Śnieżyca nie zatrzymała Velde
Lech pokonał 1:0 Koronę po golu w końcówce Kristoffera Velde. Kolejorz wywiózł trzy punkty z zaśnieżonych Kielc. Spotkanie było kilkukrotnie przerywane z powodu intensywnych opadów śniegu.
Ten mecz nie powinien się odbyć. A przynajmniej nie powinien się odbyć dzisiaj. Pogoda, delikatnie mówiąc, nie rozpieszczała. Intensywne opady śniegu nie tylko utrudniały grę, ale również doprowadziły do kontuzji. Adriel Ba Loua bez kontaktu z przeciwnikiem pośliznął się na zaśnieżonej murawie. W efekcie upadku Iworyjczyk doznał odnowienia urazu barku.

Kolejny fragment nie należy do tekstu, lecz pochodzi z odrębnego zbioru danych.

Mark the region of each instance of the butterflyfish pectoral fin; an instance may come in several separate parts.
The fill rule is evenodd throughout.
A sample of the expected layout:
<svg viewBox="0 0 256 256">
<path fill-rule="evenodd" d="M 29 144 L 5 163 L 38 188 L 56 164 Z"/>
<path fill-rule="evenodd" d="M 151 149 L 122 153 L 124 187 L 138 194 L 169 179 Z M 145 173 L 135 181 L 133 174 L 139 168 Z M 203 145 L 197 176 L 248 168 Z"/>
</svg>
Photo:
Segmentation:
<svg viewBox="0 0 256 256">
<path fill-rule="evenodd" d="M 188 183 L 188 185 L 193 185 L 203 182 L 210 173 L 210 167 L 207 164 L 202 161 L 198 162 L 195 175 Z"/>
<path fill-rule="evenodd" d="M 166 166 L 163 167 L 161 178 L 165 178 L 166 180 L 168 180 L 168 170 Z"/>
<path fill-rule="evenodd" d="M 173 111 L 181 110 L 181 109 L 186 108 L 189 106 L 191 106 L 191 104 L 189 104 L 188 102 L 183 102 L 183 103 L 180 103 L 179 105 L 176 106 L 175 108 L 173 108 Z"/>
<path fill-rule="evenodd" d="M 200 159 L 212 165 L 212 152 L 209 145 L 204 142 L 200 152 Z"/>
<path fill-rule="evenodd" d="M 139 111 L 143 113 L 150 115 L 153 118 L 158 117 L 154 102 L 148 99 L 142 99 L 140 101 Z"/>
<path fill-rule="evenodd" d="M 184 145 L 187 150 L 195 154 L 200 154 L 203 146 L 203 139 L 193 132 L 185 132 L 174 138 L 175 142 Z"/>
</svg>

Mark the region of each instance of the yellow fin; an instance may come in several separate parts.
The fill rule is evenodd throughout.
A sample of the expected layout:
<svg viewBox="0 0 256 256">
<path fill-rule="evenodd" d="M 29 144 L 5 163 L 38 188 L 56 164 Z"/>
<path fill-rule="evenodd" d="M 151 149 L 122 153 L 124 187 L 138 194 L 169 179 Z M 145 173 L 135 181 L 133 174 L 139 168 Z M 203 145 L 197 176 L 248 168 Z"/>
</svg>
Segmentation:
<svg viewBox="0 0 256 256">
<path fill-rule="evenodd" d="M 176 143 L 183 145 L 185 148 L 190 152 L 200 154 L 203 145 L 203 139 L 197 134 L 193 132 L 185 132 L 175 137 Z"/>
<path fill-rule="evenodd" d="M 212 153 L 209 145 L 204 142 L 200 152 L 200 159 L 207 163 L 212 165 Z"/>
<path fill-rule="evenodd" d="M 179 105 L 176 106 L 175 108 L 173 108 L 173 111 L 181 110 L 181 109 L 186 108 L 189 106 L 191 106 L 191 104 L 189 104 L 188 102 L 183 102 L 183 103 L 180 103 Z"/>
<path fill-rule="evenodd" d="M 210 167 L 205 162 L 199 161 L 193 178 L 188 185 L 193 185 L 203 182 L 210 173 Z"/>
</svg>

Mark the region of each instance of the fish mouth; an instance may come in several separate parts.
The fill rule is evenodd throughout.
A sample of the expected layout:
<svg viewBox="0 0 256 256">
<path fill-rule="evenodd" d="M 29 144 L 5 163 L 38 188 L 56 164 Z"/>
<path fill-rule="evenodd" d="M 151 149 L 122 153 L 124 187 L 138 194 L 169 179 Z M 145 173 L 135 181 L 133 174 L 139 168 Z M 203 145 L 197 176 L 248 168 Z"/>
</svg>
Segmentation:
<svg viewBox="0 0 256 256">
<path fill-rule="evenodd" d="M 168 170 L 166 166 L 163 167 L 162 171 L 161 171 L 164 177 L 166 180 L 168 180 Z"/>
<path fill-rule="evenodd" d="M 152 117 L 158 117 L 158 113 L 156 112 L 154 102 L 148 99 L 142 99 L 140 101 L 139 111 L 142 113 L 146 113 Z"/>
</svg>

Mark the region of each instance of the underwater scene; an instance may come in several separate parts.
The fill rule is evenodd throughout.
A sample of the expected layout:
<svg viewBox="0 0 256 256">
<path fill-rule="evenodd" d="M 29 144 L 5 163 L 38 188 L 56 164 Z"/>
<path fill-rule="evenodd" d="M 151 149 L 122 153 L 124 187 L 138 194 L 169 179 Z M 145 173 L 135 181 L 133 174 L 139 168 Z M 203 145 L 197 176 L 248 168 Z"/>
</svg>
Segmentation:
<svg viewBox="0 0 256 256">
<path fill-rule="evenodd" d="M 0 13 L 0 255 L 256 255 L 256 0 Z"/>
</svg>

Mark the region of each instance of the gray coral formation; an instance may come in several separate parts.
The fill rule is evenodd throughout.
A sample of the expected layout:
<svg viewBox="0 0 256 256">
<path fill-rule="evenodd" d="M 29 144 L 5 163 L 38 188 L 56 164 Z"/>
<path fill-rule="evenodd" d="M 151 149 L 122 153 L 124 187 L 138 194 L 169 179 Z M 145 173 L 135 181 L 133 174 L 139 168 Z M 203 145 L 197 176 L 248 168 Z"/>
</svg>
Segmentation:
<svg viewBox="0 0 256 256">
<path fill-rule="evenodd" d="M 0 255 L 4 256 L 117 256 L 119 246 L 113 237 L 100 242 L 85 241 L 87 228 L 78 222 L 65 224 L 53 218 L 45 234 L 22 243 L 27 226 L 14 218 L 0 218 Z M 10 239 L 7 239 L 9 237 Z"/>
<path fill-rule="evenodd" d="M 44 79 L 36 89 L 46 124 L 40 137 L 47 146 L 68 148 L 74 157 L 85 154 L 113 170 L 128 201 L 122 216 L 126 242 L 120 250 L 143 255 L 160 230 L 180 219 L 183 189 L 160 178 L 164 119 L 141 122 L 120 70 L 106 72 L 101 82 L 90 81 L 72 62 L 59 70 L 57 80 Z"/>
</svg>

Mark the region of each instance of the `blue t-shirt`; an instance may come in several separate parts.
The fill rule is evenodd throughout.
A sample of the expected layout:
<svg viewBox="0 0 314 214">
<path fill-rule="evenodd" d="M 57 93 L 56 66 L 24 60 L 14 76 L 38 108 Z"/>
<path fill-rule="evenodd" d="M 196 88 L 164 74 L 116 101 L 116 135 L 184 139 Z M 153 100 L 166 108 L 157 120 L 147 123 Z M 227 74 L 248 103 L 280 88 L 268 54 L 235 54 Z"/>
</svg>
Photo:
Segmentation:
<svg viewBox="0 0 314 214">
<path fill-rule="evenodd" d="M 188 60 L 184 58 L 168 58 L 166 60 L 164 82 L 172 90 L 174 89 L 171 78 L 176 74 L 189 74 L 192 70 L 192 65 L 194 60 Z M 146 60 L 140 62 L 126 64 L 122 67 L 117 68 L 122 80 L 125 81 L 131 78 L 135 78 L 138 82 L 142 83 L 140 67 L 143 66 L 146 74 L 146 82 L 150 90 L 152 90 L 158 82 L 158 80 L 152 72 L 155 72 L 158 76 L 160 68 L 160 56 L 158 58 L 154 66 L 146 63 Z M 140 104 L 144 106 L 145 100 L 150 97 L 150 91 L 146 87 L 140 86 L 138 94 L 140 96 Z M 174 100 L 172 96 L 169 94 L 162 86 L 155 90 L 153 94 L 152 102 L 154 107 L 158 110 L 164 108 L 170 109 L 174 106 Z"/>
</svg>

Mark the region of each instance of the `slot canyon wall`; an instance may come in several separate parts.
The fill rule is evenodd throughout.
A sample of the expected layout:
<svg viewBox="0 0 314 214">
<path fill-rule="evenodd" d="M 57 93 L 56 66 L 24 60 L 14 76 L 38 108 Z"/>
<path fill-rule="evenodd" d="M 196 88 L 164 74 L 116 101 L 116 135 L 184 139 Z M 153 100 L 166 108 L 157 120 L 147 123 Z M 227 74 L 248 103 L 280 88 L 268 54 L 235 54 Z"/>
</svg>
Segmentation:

Śnieg sypał, spotkanie trwało i wydawało się, że zakończy się bezbramkowym remisem. Lech miał po swojej stronie więcej jakości, ale ustawiona w niskiej defensywie Korona skutecznie broniła się przed atakami Kolejorza, który był przy tym nieskuteczny. Na początku meczu stuprocentową okazję zmarnował debiutujący w podstawowym składzie w Ekstraklasie Ali Gholizadeh.
Szalę zwycięstwa na korzyść poznaniaków przechylił w końcówce Kristoffer Velde. W 86. minucie Norweg wykorzystał wolną przestrzeń na lewej stronie, popisał się indywidualnym rajdem i jeszcze lepszym wykończeniem.